With "Right Now", Howard Lawrence approached Blige with some chords he had made on songwriter James Napier's piano. His brother Guy further helped in the production of the song, adding drums that gave "it a Disclosurey feel". Blige joined production during the vocal writing which resulted in a friendly "dog-fight". While much of "Right Now" was written within two and half hours, the duo spent a lot of time editing and polishing the track. Commenting on the creation process, Howard commented: "That's how Guy and me work. We'll write a whole song very roughly, then go in and proof-read it for a long, long time and change it so much that you wouldn't even recognise it from when you started".

==Composition==
Musically, the song consists of a shuffling back-beat, throbbing synthesizers, dramatic strings, and a glitchy, uptempo percussion. It merges deep house and UK garage with contemporary R&B, while elements of hip hop music are also present. Many contemporary critics viewed "Right Now" as a clear influence of Disclosure's signature sound.
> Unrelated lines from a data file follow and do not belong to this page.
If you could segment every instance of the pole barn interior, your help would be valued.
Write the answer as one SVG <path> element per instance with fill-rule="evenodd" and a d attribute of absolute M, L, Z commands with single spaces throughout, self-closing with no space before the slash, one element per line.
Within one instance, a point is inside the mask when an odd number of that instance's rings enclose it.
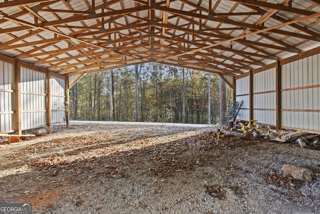
<path fill-rule="evenodd" d="M 153 62 L 218 74 L 238 119 L 320 133 L 320 17 L 319 0 L 2 1 L 0 132 L 68 125 L 86 73 Z"/>

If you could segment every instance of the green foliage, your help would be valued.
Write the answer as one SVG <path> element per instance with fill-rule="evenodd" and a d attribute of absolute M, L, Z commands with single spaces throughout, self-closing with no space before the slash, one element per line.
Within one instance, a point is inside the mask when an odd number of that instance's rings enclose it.
<path fill-rule="evenodd" d="M 155 63 L 142 66 L 138 80 L 140 121 L 180 123 L 182 110 L 182 68 Z M 134 68 L 113 70 L 114 119 L 134 121 Z M 186 121 L 208 123 L 208 75 L 206 72 L 185 69 Z M 210 75 L 211 118 L 219 121 L 218 78 Z M 71 118 L 76 104 L 78 120 L 110 120 L 110 97 L 108 72 L 89 73 L 77 83 L 78 99 L 70 97 Z M 70 90 L 70 92 L 72 90 Z M 112 92 L 111 92 L 112 93 Z M 227 89 L 228 103 L 232 106 L 232 89 Z M 76 103 L 76 104 L 74 104 Z"/>

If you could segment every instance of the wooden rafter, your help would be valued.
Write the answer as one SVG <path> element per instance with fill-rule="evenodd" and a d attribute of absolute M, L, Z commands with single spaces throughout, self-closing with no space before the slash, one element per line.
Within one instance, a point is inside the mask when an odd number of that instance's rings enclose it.
<path fill-rule="evenodd" d="M 320 43 L 318 0 L 268 2 L 5 1 L 0 52 L 68 76 L 154 61 L 234 76 Z"/>

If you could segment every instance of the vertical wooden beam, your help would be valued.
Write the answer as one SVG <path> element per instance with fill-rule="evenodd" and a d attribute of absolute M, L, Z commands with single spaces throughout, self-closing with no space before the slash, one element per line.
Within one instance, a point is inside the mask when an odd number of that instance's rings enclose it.
<path fill-rule="evenodd" d="M 234 82 L 233 82 L 233 85 L 234 85 L 234 87 L 232 88 L 232 89 L 234 90 L 233 91 L 233 95 L 234 95 L 234 103 L 235 103 L 236 101 L 236 78 L 234 78 Z"/>
<path fill-rule="evenodd" d="M 69 77 L 66 78 L 66 122 L 69 127 Z"/>
<path fill-rule="evenodd" d="M 254 119 L 254 75 L 250 70 L 249 73 L 249 119 Z"/>
<path fill-rule="evenodd" d="M 46 127 L 48 134 L 51 133 L 51 72 L 46 74 Z"/>
<path fill-rule="evenodd" d="M 276 130 L 278 132 L 281 131 L 281 83 L 282 71 L 280 61 L 278 60 L 276 68 Z"/>
<path fill-rule="evenodd" d="M 16 60 L 14 65 L 14 87 L 16 88 L 16 134 L 22 134 L 21 130 L 21 77 L 20 60 Z"/>

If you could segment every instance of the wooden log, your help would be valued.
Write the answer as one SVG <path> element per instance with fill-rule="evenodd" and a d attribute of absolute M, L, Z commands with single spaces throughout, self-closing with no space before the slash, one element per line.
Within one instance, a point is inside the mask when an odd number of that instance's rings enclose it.
<path fill-rule="evenodd" d="M 208 132 L 208 135 L 212 136 L 212 137 L 216 137 L 216 132 L 212 132 L 212 131 Z"/>
<path fill-rule="evenodd" d="M 294 178 L 310 182 L 312 180 L 313 173 L 309 169 L 291 164 L 284 164 L 284 172 L 292 176 Z"/>
<path fill-rule="evenodd" d="M 20 138 L 16 136 L 11 137 L 8 140 L 8 143 L 18 143 L 19 142 L 20 142 Z"/>
<path fill-rule="evenodd" d="M 228 138 L 229 137 L 233 137 L 234 135 L 232 134 L 218 134 L 218 138 Z"/>
<path fill-rule="evenodd" d="M 46 133 L 46 129 L 40 129 L 39 130 L 37 130 L 34 132 L 34 134 L 36 136 L 40 135 L 42 134 L 44 134 Z"/>

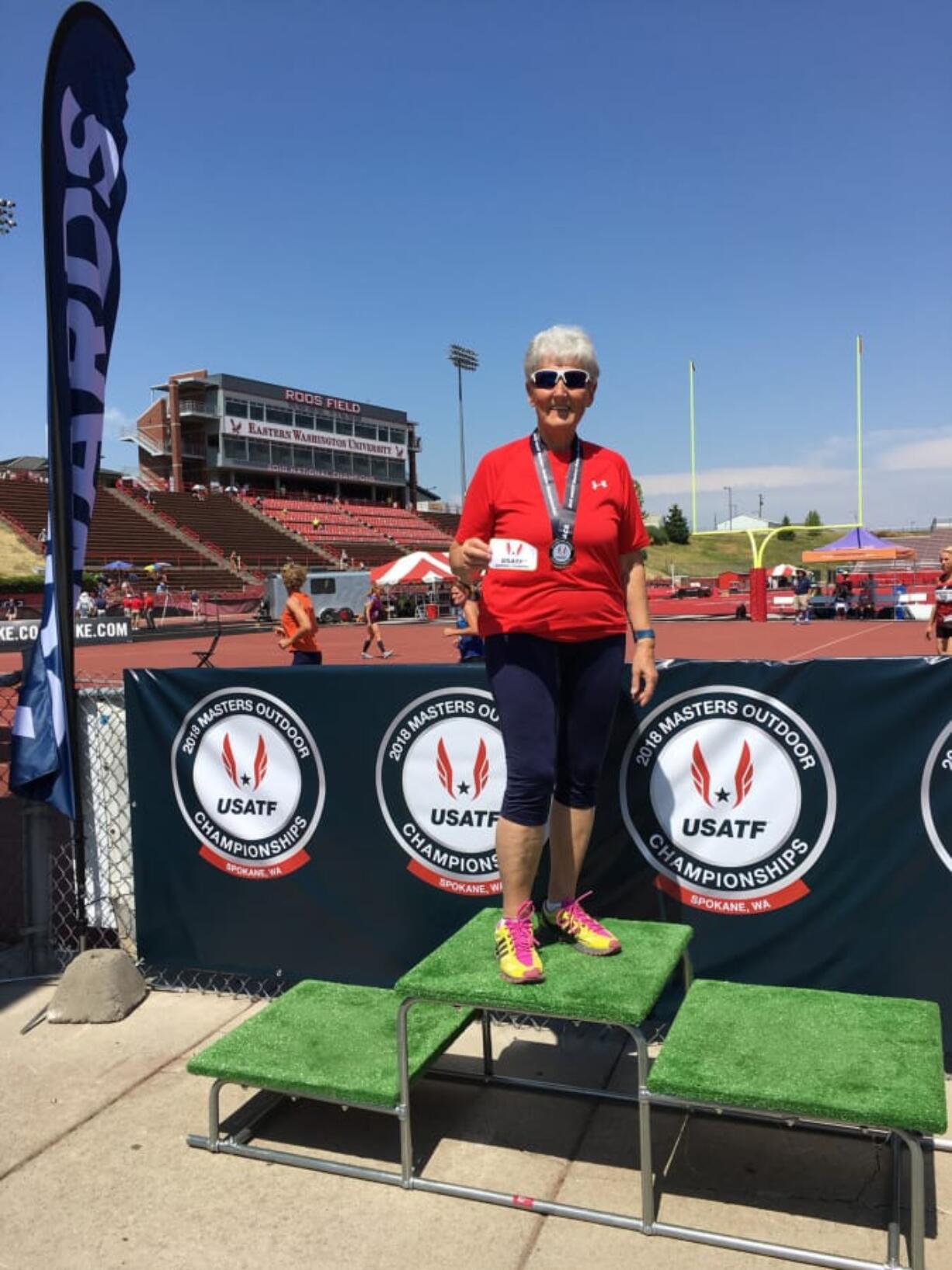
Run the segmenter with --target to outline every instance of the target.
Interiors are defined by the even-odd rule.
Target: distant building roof
[[[18,455],[15,458],[0,458],[0,467],[18,472],[44,472],[47,461],[39,455]]]
[[[779,521],[764,521],[759,516],[748,516],[746,512],[740,512],[730,521],[718,521],[715,527],[725,533],[729,530],[776,530],[778,526]]]

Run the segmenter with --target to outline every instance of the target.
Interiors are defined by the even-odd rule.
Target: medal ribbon
[[[538,428],[529,438],[532,446],[532,458],[536,464],[536,475],[542,489],[542,498],[548,512],[548,523],[552,526],[553,542],[567,542],[571,546],[575,533],[575,509],[579,505],[579,489],[581,483],[581,442],[578,434],[572,437],[572,457],[569,472],[565,478],[565,500],[559,502],[555,476],[548,462],[546,446],[538,434]]]

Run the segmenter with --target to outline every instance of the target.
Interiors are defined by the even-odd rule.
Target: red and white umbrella
[[[377,587],[399,587],[405,583],[451,582],[453,570],[446,551],[414,551],[390,564],[371,569],[371,582]]]

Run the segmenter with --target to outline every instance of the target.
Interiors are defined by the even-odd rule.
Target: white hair
[[[595,345],[581,326],[550,326],[548,330],[541,330],[533,337],[523,362],[526,378],[552,362],[578,366],[588,371],[593,380],[598,378]]]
Nick Murray from Rolling Stone magazine found elements of London's "woozy, late-1990s garage music" and American record producer Timbaland's "early-aughts pop bangers" and further went on to describe its production as "a smooth, syncopated retro-sex sound".

==Music video==
The music video for "Right Now" was directed by Mike Ho. It marked his second collaboration with Blige after their video for "Suitcase". The visuals video feature Blige being chauffeured in a black Bentley while enjoying the night views of the city, intercut with footage of her singing to the camera in a yellow dress. After her arrival at the London nightclub, she takes off her fur coat and throws it on the ground before performing the track in front of an excited crowd.

==Credits and personnel==
Credits adapted from the liner notes of The London Sessions.

- Production: Disclosure
- Vocal production: Rodney "Darkchild" Jerkins, Disclosure
- Background vocals: Howard Lawrence, James Napier, Sam Smith
- Recording: Trehy Harris, James Napier
- Recording assistance: Alex Robinson, Gus Pirelli
- Mixing: Disclosure

==Charts==

| Chart (2015) | Peak position |
|---|---|
| CIS Airplay (TopHit) | 191 |
| UK Singles (OCC) | 100 |
| UK Hip Hop/R&B (OCC) | 13 |
| US Dance Club Songs (Billboard) | 1 |

==Release history==

Release history and formats for "Right Now"
| Region | Date | Format | Label | Ref. |
|---|---|---|---|---|
| United States | November 24, 2014 | Digital download | Capitol |  |

==See also==
- List of number-one dance singles of 2015 (U.S.)